Our ninth Critical Conversation focuses on credit, debt, and theology. Our central interlocutors will be Philip Goodchild and Devin Singh, though New Polis contributors such as Carl Raschke and Joshua Ramey have explored similar topics.
While the ancient world offered various forms of large-scales debt forgiveness, contemporary global capitalism grew from specifically eurochristian aspirations to empire that produced colonialism. It is not that empires, indebtedness, and slavery did not exist before. As Philip Goodchild explores in Credit and Faith, “the Financial Revolution in England was able to conceal the credit economy which was its foundation and foster the pursuit of self-interest as the apparent means to the common good” (9). Yet this concealment allowed “the modern world to imagine the economy in independence of theology,” creating a false divide between secular and religious that hides a theological structure.
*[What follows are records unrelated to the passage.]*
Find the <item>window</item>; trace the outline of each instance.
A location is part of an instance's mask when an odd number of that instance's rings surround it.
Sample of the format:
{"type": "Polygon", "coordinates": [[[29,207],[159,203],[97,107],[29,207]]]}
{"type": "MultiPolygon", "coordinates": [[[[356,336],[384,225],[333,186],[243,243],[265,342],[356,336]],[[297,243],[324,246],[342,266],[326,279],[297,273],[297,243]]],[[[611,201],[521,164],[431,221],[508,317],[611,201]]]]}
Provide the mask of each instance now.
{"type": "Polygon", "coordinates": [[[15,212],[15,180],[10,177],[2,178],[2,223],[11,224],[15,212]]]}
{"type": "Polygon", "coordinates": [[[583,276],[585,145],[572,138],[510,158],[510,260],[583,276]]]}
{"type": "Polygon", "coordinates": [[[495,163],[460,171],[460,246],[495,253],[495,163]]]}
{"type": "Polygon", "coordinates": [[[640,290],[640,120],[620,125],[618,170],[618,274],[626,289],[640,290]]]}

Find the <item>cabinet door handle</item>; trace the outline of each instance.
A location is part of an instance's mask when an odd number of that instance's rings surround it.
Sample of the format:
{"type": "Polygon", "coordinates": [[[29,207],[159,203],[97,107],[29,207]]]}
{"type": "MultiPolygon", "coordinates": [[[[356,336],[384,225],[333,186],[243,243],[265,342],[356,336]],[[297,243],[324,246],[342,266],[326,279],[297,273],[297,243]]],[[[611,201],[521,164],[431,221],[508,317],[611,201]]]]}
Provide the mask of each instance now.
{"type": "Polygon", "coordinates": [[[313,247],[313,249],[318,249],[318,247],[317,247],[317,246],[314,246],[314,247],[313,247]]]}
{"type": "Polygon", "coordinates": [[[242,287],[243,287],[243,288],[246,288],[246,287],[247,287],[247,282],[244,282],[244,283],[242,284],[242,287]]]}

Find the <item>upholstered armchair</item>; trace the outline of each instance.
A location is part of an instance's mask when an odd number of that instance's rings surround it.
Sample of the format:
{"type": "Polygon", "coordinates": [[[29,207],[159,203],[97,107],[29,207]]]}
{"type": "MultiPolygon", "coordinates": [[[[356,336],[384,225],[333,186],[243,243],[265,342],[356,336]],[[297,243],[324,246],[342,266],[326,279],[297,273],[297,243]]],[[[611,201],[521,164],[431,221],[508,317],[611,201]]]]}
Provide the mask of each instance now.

Goodchild argues, “When economic life is misrecognised as ‘free market capitalism’ rather than as a distinctive ordering of the creative power of investing value (based on credit and debt), there is a divorce between thinking and being” (10). While recognizing that there are many articulations of Christianity today, Goodchild emphasizes the concept of ascesis in its ability to transform mindsets (8).
Devin Singh’s Divine Currency tracks genealogies of economic thought from the ancient world, giving lie to common assumptions that money is profane material, separate from spiritual substance.